His speech is worth quoting extensively because it so succinctly lays out the issues, and solutions, for promoting continued investment in and development of this nation’s telecommunications capabilities.
For example, Mr. Martin asked, “What is the key to ensuring a bright future for…integrated [telecommunications] service offerings? From a regulatory perspective, … it is technological and competitive neutrality…[A]ll providers of the same service must be treated in a similar manner regardless of the technology that they employ.
The FCC Chairman noted that the Commission recently had “leveled the competitive playing field between different types of providers” when it
“adopted an order ending the regulatory disparities between” high speed Internet services offered by telephone companies and similar services offered by cable companies.
He added, however, that there’s much work still to be done. For example, he is proposing that the FCC look into “how the local franchising process is working and what actions, if any, the Commission should take to fulfill Congress’s directive that franchising authorities not grant exclusive franchises or unreasonably refuse to award additional competitive franchises, [adding that] it is the Commission’s responsibility to help ensure technological and competitive neutrality in communications markets…[and] that we should always be looking to remove unreasonable roadblocks to competition.”
In addition to the Commission’s role of “foster[ing] innovation and infrastructure investment,” Chariman Martin noted “Congress has also instructed the Commission to make sure that rural America does not get left behind by this technological revolution…To do this, the Commission must establish a ‘specific, predictable, and sufficient’ mechanism to preserve and advance universal service,” the federal statutory policy which ensures that “rural areas have access to ‘reasonably comparable’ services…at ‘reasonably comparable’ rates.”
The Commission needs to address both the way it collects funds available for universal service investment, and the way it distributes these funds. On the collection side, Mr.

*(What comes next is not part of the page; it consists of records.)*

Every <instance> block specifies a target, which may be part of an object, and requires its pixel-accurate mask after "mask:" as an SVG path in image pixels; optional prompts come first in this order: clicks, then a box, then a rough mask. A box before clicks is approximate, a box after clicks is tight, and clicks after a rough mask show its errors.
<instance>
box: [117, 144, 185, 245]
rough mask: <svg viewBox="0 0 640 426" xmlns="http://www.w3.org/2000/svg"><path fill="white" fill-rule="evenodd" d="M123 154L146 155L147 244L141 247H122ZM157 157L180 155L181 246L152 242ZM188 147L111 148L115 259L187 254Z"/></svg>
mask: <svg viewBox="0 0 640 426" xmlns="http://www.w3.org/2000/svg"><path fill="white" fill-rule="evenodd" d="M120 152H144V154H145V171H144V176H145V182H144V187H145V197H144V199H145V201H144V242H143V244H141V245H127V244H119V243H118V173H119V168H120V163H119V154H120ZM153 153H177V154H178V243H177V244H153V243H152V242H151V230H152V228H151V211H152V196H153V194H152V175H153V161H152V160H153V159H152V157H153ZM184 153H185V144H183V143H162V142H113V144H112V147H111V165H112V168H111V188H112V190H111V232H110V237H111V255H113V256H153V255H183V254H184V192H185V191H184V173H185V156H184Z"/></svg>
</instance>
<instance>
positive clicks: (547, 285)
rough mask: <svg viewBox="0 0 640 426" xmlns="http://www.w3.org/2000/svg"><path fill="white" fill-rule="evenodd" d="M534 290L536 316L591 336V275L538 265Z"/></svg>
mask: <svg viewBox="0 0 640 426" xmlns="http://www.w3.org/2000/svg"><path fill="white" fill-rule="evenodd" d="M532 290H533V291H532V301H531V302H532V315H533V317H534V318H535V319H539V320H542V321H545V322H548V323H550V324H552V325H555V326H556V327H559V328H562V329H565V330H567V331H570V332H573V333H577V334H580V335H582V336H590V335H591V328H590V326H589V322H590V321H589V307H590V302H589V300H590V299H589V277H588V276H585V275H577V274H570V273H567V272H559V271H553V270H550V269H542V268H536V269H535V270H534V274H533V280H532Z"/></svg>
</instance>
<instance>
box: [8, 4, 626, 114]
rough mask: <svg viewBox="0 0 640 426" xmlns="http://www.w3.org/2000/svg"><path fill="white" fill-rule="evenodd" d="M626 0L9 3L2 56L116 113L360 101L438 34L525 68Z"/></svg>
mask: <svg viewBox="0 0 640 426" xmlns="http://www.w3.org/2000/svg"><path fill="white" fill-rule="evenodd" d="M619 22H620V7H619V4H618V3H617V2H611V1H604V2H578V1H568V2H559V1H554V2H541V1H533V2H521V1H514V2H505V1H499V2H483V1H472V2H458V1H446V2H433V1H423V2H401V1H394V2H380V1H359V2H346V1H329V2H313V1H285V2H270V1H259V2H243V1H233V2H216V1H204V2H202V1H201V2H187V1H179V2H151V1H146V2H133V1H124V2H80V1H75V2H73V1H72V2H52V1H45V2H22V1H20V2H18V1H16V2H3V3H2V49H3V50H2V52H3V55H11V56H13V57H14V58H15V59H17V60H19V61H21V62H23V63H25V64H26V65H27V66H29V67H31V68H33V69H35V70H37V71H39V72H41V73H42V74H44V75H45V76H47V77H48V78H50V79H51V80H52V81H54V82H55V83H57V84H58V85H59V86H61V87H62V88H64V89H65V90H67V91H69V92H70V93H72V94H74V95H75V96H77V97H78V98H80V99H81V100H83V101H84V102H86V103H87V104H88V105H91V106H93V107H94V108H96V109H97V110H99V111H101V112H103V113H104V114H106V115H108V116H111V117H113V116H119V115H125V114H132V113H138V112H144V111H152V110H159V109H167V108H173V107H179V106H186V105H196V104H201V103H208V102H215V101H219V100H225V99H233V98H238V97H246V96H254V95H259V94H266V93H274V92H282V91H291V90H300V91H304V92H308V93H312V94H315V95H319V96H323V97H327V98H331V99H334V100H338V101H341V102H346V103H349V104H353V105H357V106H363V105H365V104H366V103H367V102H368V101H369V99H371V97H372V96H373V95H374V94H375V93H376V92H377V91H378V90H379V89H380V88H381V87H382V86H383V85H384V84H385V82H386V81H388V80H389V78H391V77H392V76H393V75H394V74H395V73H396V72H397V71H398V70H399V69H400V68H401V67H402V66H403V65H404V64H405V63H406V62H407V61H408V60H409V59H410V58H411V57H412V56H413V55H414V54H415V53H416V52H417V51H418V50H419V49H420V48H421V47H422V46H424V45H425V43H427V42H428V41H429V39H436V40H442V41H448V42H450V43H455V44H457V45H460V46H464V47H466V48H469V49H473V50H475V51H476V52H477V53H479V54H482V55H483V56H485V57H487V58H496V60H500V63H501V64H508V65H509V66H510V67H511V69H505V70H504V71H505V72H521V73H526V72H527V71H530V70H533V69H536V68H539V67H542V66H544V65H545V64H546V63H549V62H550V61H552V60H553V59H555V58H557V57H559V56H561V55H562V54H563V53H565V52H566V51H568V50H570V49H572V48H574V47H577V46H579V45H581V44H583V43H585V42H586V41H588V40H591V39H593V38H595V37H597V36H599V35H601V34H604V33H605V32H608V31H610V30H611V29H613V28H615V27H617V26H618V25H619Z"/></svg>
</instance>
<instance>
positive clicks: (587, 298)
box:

Martin noted that “The current…method…simply does not reflect the competitive and dynamic communications market that exists today.

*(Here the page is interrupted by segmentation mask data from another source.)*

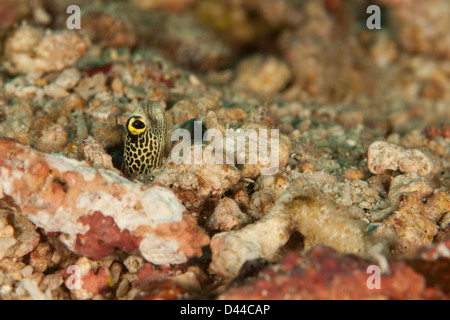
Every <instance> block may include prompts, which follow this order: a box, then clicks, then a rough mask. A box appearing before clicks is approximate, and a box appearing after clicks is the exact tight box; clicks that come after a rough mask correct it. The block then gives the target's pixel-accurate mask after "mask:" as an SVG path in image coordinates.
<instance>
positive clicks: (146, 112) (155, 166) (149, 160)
mask: <svg viewBox="0 0 450 320" xmlns="http://www.w3.org/2000/svg"><path fill="white" fill-rule="evenodd" d="M126 129H127V137H126V139H125V150H124V161H125V163H124V164H125V174H127V175H128V176H137V175H142V174H144V175H145V174H149V173H151V172H152V170H154V169H155V168H157V167H159V166H161V163H162V160H163V157H164V153H165V150H166V146H167V118H166V113H165V111H164V109H163V108H162V107H161V105H160V104H159V103H158V102H157V101H149V100H145V101H143V102H141V103H140V104H139V105H138V106H137V108H136V109H135V110H134V111H133V112H132V113H131V115H130V117H129V118H128V120H127V125H126Z"/></svg>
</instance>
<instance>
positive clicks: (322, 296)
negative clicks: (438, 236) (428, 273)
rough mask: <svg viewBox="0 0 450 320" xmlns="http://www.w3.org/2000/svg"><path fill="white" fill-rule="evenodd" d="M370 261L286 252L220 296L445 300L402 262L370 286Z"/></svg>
mask: <svg viewBox="0 0 450 320" xmlns="http://www.w3.org/2000/svg"><path fill="white" fill-rule="evenodd" d="M370 265H371V264H370V263H369V262H367V261H365V260H363V259H361V258H358V257H356V256H353V255H339V254H337V253H336V252H335V251H334V250H332V249H330V248H326V247H317V248H314V249H312V250H310V251H309V252H308V253H306V254H305V255H303V256H299V255H297V254H294V253H291V254H288V255H287V256H286V257H285V258H284V259H283V260H282V261H281V262H280V263H279V264H276V265H274V266H270V267H267V268H266V269H265V270H263V271H262V272H260V273H259V274H258V276H257V277H256V278H255V279H253V280H248V281H247V283H245V284H244V285H242V286H241V287H238V288H231V289H230V290H229V291H228V292H226V293H224V294H223V295H221V296H220V297H219V298H220V299H230V300H233V299H254V300H258V299H276V300H279V299H294V300H295V299H301V300H309V299H339V300H342V299H377V300H378V299H447V298H448V297H447V295H446V294H445V293H443V292H442V291H441V290H439V289H435V288H427V283H426V280H425V278H424V277H423V276H422V275H421V274H419V273H417V272H415V271H414V270H413V269H412V268H411V267H409V266H407V265H406V264H405V263H403V262H392V263H391V264H390V272H389V274H381V275H380V282H379V283H380V288H379V289H376V288H373V289H370V286H368V285H367V284H368V283H371V282H370V279H369V277H370V276H371V275H372V273H373V271H371V272H368V267H369V266H370Z"/></svg>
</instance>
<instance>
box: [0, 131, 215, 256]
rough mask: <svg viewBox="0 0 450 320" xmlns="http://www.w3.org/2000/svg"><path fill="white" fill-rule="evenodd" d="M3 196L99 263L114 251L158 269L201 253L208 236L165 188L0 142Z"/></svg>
mask: <svg viewBox="0 0 450 320" xmlns="http://www.w3.org/2000/svg"><path fill="white" fill-rule="evenodd" d="M0 172H1V175H2V179H1V181H0V192H1V193H3V194H4V195H6V196H9V197H11V198H12V199H13V200H14V201H15V204H16V205H17V206H18V207H19V208H20V210H21V212H22V214H23V215H26V216H27V217H28V218H29V219H30V220H31V221H32V222H33V223H34V224H36V225H37V226H38V227H41V228H43V229H44V230H45V231H46V232H59V233H62V235H61V240H62V241H63V242H64V244H65V245H66V246H67V247H68V248H69V249H71V250H72V251H75V252H77V253H80V254H85V255H87V256H88V257H91V258H93V259H101V258H102V257H104V256H107V255H109V254H111V253H112V252H113V251H114V249H115V248H120V249H123V250H126V251H139V252H140V253H141V254H142V256H143V257H144V258H145V259H146V260H147V261H150V262H152V263H155V264H168V263H173V264H175V263H184V262H186V261H187V260H188V259H189V258H190V257H193V256H199V255H201V253H202V251H201V248H202V246H204V245H207V244H208V243H209V237H208V236H207V235H206V234H205V233H204V232H203V230H202V229H200V228H199V227H198V226H197V222H196V220H195V218H193V217H192V216H190V215H188V214H186V213H184V211H185V208H184V206H183V205H182V204H181V203H180V201H179V200H178V199H177V198H176V196H175V195H174V194H173V193H172V192H171V191H170V190H167V189H165V188H163V187H160V186H156V185H153V186H150V187H144V186H143V185H141V184H138V183H134V182H130V181H129V180H127V179H125V178H123V177H121V176H120V175H118V174H117V173H115V172H112V171H108V170H104V169H96V168H92V167H90V166H88V164H87V163H85V162H79V161H76V160H72V159H68V158H64V157H60V156H53V155H48V154H42V153H39V152H36V151H34V150H33V149H31V148H29V147H25V146H23V145H21V144H19V143H17V142H15V141H12V140H8V139H1V140H0Z"/></svg>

For example, it doesn’t account for the increase in bundled service offerings, the increasing migration to wireless and [Internet-based] services or the shrinking long distance market. Whatever we do to ensure the sufficiency and sustainability of the universal [service] fund, it is critical that people who live in rural and high cost areas continue to receive service at affordable rates…[W]hatever rules the Commission ultimately adopts, these rules must impact all technologies – both new and old – equally. Regulation must not have the effect, unintended or otherwise, of favoring the adoption of certain technologies over others. In addition, it is also imperative that the solution be faithful to Congress’s directive to “preserve and advance” universal service.
On the distribution side, the Commission “is also facing increasing challenges,” the Chairman noted. For example, he said that the demand for universal service funds is growing, and that
a lot the fund’s growth in recent years is attributable to new competitive eligible telecommunications carriers (or CETCs), particularly wireless CETCs, that have begun to receive funding. The number of CETCs is increasing dramatically and is one of the primary drivers of fund growth. Since 2000, CETC … payments have grown from about $1.5 million annually to about $333 million annually.

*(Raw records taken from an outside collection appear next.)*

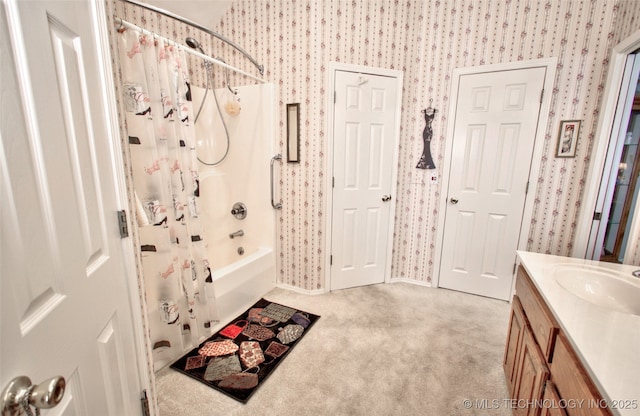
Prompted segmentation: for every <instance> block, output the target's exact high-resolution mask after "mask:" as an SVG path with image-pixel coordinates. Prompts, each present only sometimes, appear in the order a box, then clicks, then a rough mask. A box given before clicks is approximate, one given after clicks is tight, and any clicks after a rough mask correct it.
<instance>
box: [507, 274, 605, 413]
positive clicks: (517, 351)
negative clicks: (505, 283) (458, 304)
mask: <svg viewBox="0 0 640 416" xmlns="http://www.w3.org/2000/svg"><path fill="white" fill-rule="evenodd" d="M503 367H504V372H505V376H506V379H507V386H508V388H509V393H510V395H511V399H515V400H518V401H520V403H536V402H538V403H544V404H545V406H516V407H515V408H514V409H513V414H514V415H518V416H520V415H527V416H607V415H611V412H610V411H609V410H608V409H601V408H597V407H595V406H588V403H597V402H599V401H600V399H601V397H602V396H601V395H600V394H599V392H598V390H597V388H595V386H594V384H593V382H592V381H591V379H590V378H589V376H588V374H587V373H586V371H585V370H584V367H583V365H582V363H581V362H580V360H579V359H578V356H577V355H576V354H575V352H574V351H573V349H572V347H571V345H569V342H568V340H567V339H566V337H565V336H564V334H563V333H562V331H561V330H560V327H559V325H558V323H557V322H556V321H555V319H554V317H553V315H552V314H551V311H550V310H549V307H548V306H547V305H546V303H545V302H544V300H543V299H542V297H541V296H540V294H539V293H538V290H537V289H536V288H535V286H534V284H533V282H532V281H531V279H530V277H529V276H528V275H527V272H526V271H525V269H524V268H523V267H522V266H520V267H519V268H518V275H517V280H516V295H515V296H514V297H513V305H512V308H511V319H510V321H509V330H508V334H507V345H506V348H505V354H504V362H503ZM544 399H547V401H543V400H544ZM568 399H577V400H583V403H584V404H583V405H582V406H573V407H570V406H569V407H566V408H561V407H559V406H558V404H560V403H565V401H566V400H568ZM551 404H553V405H554V406H550V405H551Z"/></svg>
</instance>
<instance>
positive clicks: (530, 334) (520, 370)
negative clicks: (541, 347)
mask: <svg viewBox="0 0 640 416" xmlns="http://www.w3.org/2000/svg"><path fill="white" fill-rule="evenodd" d="M516 372H517V376H516V388H515V392H514V394H513V398H514V399H518V400H519V401H520V400H521V401H522V402H528V403H535V402H537V401H540V400H541V399H542V393H543V390H544V384H545V383H546V381H547V380H548V379H549V369H548V368H547V365H546V360H545V358H544V356H543V355H542V352H540V348H539V347H538V344H536V342H535V340H534V339H533V334H532V332H531V329H530V328H529V326H528V325H526V326H525V329H524V331H523V337H522V345H521V348H520V353H519V356H518V358H517V361H516ZM514 414H515V415H518V416H520V415H522V416H524V415H526V416H538V415H539V414H540V409H539V408H538V407H536V406H533V405H532V406H529V407H524V406H523V407H522V408H521V407H518V408H516V409H515V413H514Z"/></svg>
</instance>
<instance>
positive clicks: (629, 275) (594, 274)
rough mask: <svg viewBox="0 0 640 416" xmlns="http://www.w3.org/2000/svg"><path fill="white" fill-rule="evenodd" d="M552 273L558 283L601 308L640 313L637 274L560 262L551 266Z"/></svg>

He added that he “repeatedly [has] expressed [his] concerns with the Commission’s policies of using universal service support as a means of creating competition in high cost areas,” and expressed his doubt whether “it is viable in the long term to continue subsidizing multiple competitors to serve areas in which costs are prohibitively expensive for even one carrier. [He] also expressed concern about how CETC support is calculated. For example, even if their costs are lower, they receive support based on [the] higher costs [of the incumbent carrier.”
Further, Chairman Martin “expressed [his] concerns with the fact that CETCs are not required to meet all of the same obligations as the incumbents. … Placing [the] same obligation[s] on all ETCs would be fully consistent with a policy of competitive and technological neutrality among all service providers.”
In short, regulation should not pick winners and losers. It should not discriminate between providers or services. However, we are currently faced in the telecommunications industry with a variety of regulatory treatments of similar services. It’s good to know that the Chairman of the Federal Communications Commission is working so hard with industry to promote innovation while preserving access to advanced communications in Rural America.